Seoul – Pemerintah Korea Selatan telah menyatakan akan mengambil langkah tegas setelah kecaman publik mengenai penyebaran gambar dan video deepfake seksual di Telegram. Dalam rapat kabinet yang disiarkan pada Selasa, Presiden Yoon Suk Yeol menyerukan pentingnya investigasi menyeluruh terhadap kejahatan seksual digital yang sedang marak.
Laporan dari media lokal yang mengungkapkan seringnya konten deepfake eksplisit ditemukan di Telegram muncul bersamaan dengan penangkapan Pavel Durov, pendiri Telegram yang berkewarganegaraan Rusia, oleh otoritas Prancis. Penangkapan ini terkait penyelidikan atas dugaan pornografi anak, perdagangan narkoba, dan penipuan yang terjadi melalui aplikasi pesan tersebut.
Komisi Standar Komunikasi Korea, yang bertanggung jawab mengatur media di negara ini, dijadwalkan akan mengadakan rapat pada Rabu untuk membahas langkah-langkah pencegahan penyebaran deepfake seksual.
“Ini adalah penyalahgunaan teknologi yang dilindungi oleh anonimitas. Ini jelas tindakan kriminal,” kata Yoon dalam pernyataannya, meskipun tidak menyebutkan nama Telegram secara spesifik.
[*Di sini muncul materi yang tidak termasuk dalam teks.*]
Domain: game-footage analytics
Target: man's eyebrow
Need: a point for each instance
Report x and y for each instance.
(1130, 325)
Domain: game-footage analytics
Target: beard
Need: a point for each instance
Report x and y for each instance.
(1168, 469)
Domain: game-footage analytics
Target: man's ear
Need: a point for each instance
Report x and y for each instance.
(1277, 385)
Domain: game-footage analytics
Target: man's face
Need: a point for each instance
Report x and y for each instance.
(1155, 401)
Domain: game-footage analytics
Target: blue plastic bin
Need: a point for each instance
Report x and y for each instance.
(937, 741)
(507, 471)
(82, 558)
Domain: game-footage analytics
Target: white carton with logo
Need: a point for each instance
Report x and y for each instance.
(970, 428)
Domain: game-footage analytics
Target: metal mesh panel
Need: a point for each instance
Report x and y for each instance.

Pernyataan ini menunjukkan kebutuhan akan hukum yang lebih ketat dalam menindak kejahatan seks digital.
Telegram sendiri belum menanggapi permintaan komentar dari Reuters hingga saat ini.
Lonjakan kasus deepfake seksual yang dilaporkan oleh polisi Korea Selatan menimbulkan kekhawatiran serius, dengan 297 kasus tercatat dalam tujuh bulan pertama tahun ini. Angka ini meningkat tajam dibandingkan dengan 180 kasus tahun lalu, dan hampir dua kali lipat dari jumlah pada tahun 2021 saat data pertama kali dikumpulkan. Sebagian besar pelaku adalah remaja dan orang-orang berusia 20-an, menurut polisi.
Salah satu laporan yang paling menyita perhatian adalah analisis dari surat kabar Hankyoreh, yang mengungkapkan adanya saluran-saluran Telegram yang dengan bebas membagikan deepfake pelajar perempuan dari berbagai universitas dan sekolah menengah atas. Serikat Guru dan Pekerja Pendidikan Korea juga melaporkan bahwa beberapa siswa sekolah telah menjadi korban deepfake seksual, dan menyerukan kementerian pendidikan untuk menyelidiki masalah ini.
Lebih lanjut, ditemukan juga deepfake seksual yang menargetkan personel militer perempuan di chatroom Telegram, sebagaimana dilaporkan oleh Pusat Dukungan Korban Pelecehan Seksual Militer, yang mendukung para korban pelecehan di lingkungan militer.
Reputasi Telegram di Korea Selatan telah lama tercoreng setelah terungkapnya jaringan pemerasan seksual online yang beroperasi di chatroom aplikasi tersebut. Pada tahun 2020, Cho Ju-bin, pemimpin jaringan ini, dijatuhi hukuman 40 tahun penjara karena memeras 74 wanita, termasuk 16 remaja, untuk mengirimkan gambar seksual yang semakin merendahkan dan kadang-kadang berbau kekerasan.
Menurut Undang-Undang Pencegahan Kekerasan Seksual dan Perlindungan Korban, pembuatan dan distribusi deepfake seksual di Korea Selatan dapat dihukum dengan penjara lima tahun atau denda hingga 50 juta won (sekitar $37,500).
Pemerintah Korea Selatan dihadapkan pada tantangan berat untuk memastikan bahwa korban mendapat perlindungan yang memadai, serta memperketat pengawasan terhadap platform digital yang digunakan untuk tindakan kejahatan.